Evil Eye, Evil Sound, and Evil Time: The Superfluous Man and the Parallax View of Evil in Chekhov
Author : Jun-nan Chou
Keywords : Chekhov, superfluous man, evil, parallax view, death drive
The superfluous man, which represents Russian intelligentsia in 19th century Russia, is one of the recurrent evil figures in 19th century Russian literature. The superfluous man has to do with the debates between the “Westernizers” (those who support applying western liberal ideas into Russian soil) and the “Slavophiles” (those who insist on preserving traditional Russian culture or morality from the process of westernalization) among the intelligentsia.

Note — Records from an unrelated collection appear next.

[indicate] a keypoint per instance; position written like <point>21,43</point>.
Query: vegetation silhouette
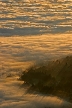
<point>54,78</point>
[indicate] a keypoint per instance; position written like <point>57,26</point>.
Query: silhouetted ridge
<point>54,78</point>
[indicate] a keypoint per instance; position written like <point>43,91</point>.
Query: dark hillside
<point>55,78</point>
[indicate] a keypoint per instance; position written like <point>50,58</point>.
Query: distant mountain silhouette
<point>53,78</point>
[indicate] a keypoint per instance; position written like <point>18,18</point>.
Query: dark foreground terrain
<point>54,78</point>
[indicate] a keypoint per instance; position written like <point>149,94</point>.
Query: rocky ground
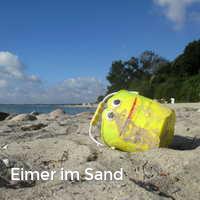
<point>55,140</point>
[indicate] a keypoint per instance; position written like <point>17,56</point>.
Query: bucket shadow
<point>185,143</point>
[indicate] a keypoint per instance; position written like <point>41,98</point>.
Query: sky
<point>61,51</point>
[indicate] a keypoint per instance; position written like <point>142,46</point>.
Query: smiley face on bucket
<point>131,122</point>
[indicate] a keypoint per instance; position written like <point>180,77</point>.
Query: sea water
<point>42,108</point>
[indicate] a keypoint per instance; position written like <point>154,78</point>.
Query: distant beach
<point>46,108</point>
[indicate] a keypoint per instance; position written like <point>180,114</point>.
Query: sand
<point>56,140</point>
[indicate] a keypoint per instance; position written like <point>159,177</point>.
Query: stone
<point>24,117</point>
<point>3,116</point>
<point>57,113</point>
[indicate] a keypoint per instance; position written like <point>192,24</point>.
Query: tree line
<point>158,78</point>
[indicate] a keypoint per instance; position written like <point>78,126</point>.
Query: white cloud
<point>16,86</point>
<point>176,10</point>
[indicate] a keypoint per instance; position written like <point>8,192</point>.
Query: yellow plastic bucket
<point>131,122</point>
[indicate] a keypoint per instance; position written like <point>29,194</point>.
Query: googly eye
<point>116,102</point>
<point>110,115</point>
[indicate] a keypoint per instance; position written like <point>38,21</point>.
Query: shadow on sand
<point>185,143</point>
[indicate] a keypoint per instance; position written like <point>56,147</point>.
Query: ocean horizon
<point>71,109</point>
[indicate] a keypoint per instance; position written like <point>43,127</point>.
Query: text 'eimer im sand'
<point>18,174</point>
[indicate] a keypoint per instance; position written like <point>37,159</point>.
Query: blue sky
<point>57,42</point>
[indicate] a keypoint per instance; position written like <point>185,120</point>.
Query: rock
<point>24,117</point>
<point>11,116</point>
<point>164,173</point>
<point>3,116</point>
<point>43,117</point>
<point>33,127</point>
<point>35,113</point>
<point>57,113</point>
<point>6,164</point>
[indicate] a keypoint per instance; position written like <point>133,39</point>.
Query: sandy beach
<point>57,140</point>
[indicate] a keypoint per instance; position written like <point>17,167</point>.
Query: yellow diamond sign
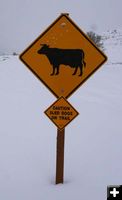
<point>63,57</point>
<point>61,113</point>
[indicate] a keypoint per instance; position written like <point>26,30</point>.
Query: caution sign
<point>61,113</point>
<point>63,57</point>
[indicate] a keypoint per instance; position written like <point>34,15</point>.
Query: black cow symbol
<point>71,57</point>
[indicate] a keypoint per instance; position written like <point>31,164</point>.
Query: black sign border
<point>70,20</point>
<point>77,113</point>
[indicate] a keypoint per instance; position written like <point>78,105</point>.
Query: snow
<point>28,138</point>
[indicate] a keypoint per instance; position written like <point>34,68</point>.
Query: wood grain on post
<point>60,156</point>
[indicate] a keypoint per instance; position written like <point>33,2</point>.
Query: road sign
<point>61,113</point>
<point>63,57</point>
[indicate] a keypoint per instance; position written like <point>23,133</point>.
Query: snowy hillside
<point>113,45</point>
<point>93,144</point>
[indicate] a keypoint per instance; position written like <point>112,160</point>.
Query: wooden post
<point>60,156</point>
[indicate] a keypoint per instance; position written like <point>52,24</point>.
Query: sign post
<point>63,57</point>
<point>60,156</point>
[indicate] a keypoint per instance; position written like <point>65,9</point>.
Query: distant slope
<point>113,46</point>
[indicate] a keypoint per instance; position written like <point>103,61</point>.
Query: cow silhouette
<point>71,57</point>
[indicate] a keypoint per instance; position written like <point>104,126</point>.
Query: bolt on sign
<point>61,113</point>
<point>63,57</point>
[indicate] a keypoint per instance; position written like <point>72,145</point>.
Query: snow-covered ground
<point>93,144</point>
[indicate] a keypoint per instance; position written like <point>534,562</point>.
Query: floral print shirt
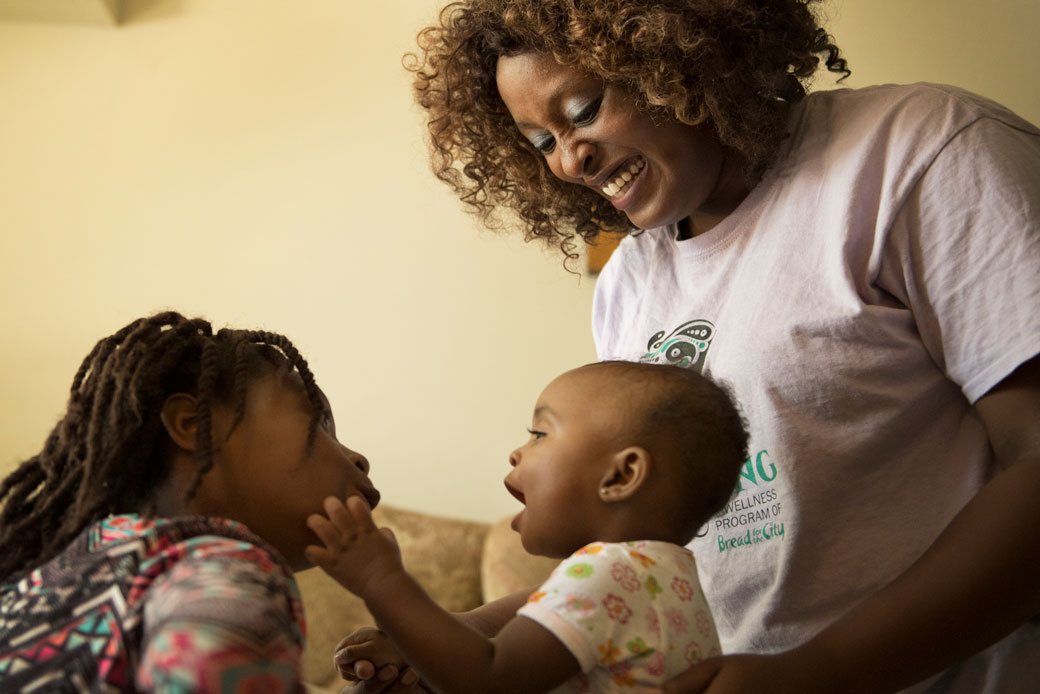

The “Westernizers” and the “Slavophiles” each accuse the other of being the true “superfluous man” plaguing society. The “Westernizers” insist the “Slavophiles” are obsessive and idealist “Quixotes,” and the “Slavophiles” accuse the “Westernizers” of being indecisive and ineffectual “Hamlets.” The different schools of intelligentsia, figured through the confrontation between the Hamlet type of character and the Quixote type of character, see each other as the evil cause of the social crisis in 19th century Russia. In the confrontation between the figures of Hamlet and Quixote as the two sides of the superfluous man, in fact, we can see three different levels of evil, representing three different ways of dealing with the “superfluity” (surplus) of the superfluous man. We will borrow the Lacanian idea of surplus enjoyment (or the objet a) to decode the “surplus” of the superfluous man and explain the three levels of evil—evil eye, evil sound, and evil time—in terms of the three ways of dealing with surplus enjoyment of the superfluous man. At the level of the evil eye, the surplus (enjoyment) of the superfluous man is seen as an evil double, which invites resentment and envy in the subject. At the level of the evil sound, the surplus of the superfluous man is compared to the superego, which causes a sense of guilt in the subject. Finally, at the level of evil time, the surplus of the superfluous man is identified as the death drive of the subject, which causes a repetition of failure (trauma) or nihilism in the subject. These three levels of evil constitute a “transposition” or “parallax view” of evil which provides three different perspectives of the superfluous man and the issue of evil figured by it. The death drive is the ultimate level of evil, serving as the basis of all other levels of evil, and opening up the space of ethics. We will use three of Chekhov’s works—“Gooseberries,” “The Duel,” and The Cherry Orchard—to illustrate the three levels of evil surrounding the figure of the superfluous man.